MetroHealth, with a main campus just west of downtown Cleveland, and with 17 health centers throughout Ohio, has exchanged patient records with 138 other organizations since it started using the Care Everywhere Health Information Exchange, launched by the Epic Corporation. MetroHealth began exchanging data with the Social Security Administration in May 2014, sharing more than 7,100 medical records electronically to date, it said. In June 2014, MetroHealth and the Veterans Administration (VA) formed a similar health IT data exchange partnership, which had approximately 400 documents exchanged to date.
“The health exchange partnership with MetroHealth has significantly improved coordination of obstetrical and gynecologic specialty care for our female veterans,” said Phyllis Nsiah-Kumi, M.D., director of women’s health at the Cleveland VA Medical Center. “These achievements mark another milestone in our continued efforts to use technology to provide high value, high quality, cost effective care to our patients,” said David Kaelber, M.D., Ph.D., CMIO of the MetroHealth System.

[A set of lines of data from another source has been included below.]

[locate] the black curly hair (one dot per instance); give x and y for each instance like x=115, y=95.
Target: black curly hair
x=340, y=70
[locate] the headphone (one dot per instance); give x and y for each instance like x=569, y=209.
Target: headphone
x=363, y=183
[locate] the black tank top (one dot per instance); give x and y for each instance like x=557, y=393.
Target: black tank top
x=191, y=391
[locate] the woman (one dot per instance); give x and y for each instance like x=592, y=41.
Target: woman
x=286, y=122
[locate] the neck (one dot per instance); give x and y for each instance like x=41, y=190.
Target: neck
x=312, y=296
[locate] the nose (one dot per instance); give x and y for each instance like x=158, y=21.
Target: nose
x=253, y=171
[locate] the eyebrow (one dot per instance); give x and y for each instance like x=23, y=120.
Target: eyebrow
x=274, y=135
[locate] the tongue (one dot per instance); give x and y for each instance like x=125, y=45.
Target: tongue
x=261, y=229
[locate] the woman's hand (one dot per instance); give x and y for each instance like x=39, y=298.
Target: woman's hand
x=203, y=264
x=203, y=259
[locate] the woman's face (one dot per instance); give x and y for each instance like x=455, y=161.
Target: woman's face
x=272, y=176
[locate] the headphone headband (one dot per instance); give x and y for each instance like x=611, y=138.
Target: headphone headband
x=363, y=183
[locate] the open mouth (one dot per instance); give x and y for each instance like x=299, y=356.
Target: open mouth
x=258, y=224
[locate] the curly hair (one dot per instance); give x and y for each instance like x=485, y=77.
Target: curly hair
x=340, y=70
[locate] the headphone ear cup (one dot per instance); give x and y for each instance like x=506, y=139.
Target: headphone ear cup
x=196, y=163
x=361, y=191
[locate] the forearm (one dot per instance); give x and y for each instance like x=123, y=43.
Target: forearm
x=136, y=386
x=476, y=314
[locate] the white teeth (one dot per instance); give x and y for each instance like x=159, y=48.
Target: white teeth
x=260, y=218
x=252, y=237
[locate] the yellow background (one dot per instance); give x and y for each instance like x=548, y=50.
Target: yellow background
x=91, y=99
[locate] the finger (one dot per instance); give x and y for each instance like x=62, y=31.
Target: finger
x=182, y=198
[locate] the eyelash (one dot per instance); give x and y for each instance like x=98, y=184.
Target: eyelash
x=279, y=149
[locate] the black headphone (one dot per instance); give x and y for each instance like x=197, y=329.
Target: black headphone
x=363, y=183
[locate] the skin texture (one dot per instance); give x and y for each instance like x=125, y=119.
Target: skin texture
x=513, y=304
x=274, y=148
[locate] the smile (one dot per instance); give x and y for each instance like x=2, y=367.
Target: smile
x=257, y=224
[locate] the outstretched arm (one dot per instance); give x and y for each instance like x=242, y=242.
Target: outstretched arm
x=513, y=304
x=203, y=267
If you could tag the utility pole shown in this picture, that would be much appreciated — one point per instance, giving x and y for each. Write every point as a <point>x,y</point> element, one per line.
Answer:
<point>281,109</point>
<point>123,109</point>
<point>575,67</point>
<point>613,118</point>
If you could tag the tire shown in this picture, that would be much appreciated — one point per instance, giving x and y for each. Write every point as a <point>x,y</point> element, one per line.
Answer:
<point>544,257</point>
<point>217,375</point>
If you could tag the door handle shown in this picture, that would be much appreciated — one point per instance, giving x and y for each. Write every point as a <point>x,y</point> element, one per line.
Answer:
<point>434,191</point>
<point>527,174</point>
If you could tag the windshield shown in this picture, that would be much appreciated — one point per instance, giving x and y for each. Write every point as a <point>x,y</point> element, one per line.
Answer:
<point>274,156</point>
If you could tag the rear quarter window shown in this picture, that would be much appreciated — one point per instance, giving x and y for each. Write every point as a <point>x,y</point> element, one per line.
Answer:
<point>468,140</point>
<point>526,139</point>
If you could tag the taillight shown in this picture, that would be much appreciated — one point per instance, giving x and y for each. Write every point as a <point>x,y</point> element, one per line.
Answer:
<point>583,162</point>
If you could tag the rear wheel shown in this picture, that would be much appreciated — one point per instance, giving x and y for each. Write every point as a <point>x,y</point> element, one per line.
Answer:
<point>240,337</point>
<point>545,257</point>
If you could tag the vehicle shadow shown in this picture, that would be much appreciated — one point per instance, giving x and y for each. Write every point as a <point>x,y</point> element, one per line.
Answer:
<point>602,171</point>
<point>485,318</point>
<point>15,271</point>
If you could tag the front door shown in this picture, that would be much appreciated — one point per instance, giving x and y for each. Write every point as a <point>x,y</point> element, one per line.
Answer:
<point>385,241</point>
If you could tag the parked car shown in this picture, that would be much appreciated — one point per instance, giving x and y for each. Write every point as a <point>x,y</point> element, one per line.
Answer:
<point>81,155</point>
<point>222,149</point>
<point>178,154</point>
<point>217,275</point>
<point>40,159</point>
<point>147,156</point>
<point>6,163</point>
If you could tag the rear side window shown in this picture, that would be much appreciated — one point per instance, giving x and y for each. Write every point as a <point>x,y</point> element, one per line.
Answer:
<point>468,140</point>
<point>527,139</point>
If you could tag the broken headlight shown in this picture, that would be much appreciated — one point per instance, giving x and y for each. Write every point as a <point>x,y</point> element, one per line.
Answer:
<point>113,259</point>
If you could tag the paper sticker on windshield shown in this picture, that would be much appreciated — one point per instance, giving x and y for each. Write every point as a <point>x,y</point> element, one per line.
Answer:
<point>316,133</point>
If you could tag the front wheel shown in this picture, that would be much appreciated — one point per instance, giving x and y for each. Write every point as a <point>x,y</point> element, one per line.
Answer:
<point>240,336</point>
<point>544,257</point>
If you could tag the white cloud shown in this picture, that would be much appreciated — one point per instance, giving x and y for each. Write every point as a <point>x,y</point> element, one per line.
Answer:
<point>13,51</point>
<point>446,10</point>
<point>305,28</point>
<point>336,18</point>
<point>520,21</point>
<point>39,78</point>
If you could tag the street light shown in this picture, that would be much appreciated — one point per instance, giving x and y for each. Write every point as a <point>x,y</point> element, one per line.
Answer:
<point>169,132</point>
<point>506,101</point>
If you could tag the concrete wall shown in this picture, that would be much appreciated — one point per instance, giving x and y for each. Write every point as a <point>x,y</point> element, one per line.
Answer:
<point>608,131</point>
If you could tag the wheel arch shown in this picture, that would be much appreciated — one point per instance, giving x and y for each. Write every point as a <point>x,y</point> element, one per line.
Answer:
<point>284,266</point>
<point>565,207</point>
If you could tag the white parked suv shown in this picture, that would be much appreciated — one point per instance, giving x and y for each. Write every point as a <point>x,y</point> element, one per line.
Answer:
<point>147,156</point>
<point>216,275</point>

Kaelber added, “A specific ‘win’ that we saw in our first week of health information exchange with the Social Security Administration was one of our patients who was applying for disability benefits. With electronic health information exchange in place, his case was adjudicated the same day his benefits application was received. Otherwise, the typical adjudication process without electronic health information exchange can typically take more than six months.”